The ProactiveAudio flag in the session config enables Gemini's built-in proactivity features:

if cfg.ProactiveAudio {
    t := true
    lc.Proactivity = &genai.ProactivityConfig{
        ProactiveAudio: &t,
    }
}

This tells Gemini it's allowed to speak without being spoken to — to initiate suggestions based on what it sees. Combined with the system prompt that defines how to be proactive, this is what enables the OBSERVE → SUGGEST flow.

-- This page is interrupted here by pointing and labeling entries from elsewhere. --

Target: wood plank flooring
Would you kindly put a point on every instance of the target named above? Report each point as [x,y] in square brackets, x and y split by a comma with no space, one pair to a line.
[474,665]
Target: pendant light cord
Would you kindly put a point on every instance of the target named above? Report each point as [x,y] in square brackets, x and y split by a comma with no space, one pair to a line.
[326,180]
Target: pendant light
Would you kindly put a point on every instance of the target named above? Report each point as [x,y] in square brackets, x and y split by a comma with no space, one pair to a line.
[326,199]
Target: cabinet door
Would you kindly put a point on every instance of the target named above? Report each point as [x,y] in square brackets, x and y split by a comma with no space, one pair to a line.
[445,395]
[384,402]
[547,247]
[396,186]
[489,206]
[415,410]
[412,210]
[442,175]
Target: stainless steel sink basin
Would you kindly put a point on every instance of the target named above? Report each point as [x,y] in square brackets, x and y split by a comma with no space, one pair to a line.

I created this post for the purposes of entering the Gemini Live Agent Challenge, and building VibeCat has genuinely changed how I think about desktop AI agents. The reactive model — where you tell the agent what to do — is the wrong mental model. It's a voice-controlled remote control, not a colleague.

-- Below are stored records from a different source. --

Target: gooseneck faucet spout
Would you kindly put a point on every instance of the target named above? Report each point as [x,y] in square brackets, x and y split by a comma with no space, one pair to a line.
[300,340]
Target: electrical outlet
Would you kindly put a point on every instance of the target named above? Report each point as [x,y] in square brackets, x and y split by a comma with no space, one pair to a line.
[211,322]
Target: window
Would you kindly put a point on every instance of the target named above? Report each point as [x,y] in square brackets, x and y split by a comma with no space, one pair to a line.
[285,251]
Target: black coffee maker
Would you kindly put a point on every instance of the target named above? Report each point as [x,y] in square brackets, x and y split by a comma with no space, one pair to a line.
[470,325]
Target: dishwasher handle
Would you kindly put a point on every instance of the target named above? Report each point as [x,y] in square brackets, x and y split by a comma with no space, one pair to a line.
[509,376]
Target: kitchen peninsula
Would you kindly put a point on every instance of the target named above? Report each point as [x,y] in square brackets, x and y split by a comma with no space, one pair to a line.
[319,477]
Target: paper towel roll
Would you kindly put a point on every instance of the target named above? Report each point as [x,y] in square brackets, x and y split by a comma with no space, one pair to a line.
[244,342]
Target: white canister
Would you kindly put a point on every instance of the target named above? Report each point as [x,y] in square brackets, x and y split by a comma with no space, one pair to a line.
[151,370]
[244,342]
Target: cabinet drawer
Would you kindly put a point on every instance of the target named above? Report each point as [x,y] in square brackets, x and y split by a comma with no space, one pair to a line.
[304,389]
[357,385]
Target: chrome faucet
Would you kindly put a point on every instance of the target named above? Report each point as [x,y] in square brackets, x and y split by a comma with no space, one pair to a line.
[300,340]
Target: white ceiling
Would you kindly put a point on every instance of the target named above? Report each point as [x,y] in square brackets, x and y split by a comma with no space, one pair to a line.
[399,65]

The proactive model is harder to build. You have to think carefully about when to speak and when to stay quiet. You have to make the suggestions feel natural rather than intrusive. You have to earn the user's trust before they'll let you act on their behalf. But when it works, it feels qualitatively different from anything I've built before.

The agent is watching. It's thinking. And when it has something useful to say, it says it.

That's the version of desktop AI I want to use every day.

VibeCat is open source and submitted to the Gemini Live Agent Challenge (UI Navigator category). The full implementation — system prompt, FC tool declarations, pendingFC mechanism, self-healing retry, vision verification, CDP integration — is all in the repo. If you're building something similar, I hope the technical details here are useful.

The code is messy in places. The retry logic has edge cases I haven't handled yet. The vision verification adds latency I'm still optimizing. But the core loop works, and it feels right in a way that the reactive version never did.

OBSERVE → SUGGEST → WAIT → ACT → FEEDBACK.

That's VibeCat.

I created this post for the purposes of entering the Gemini Live Agent Challenge.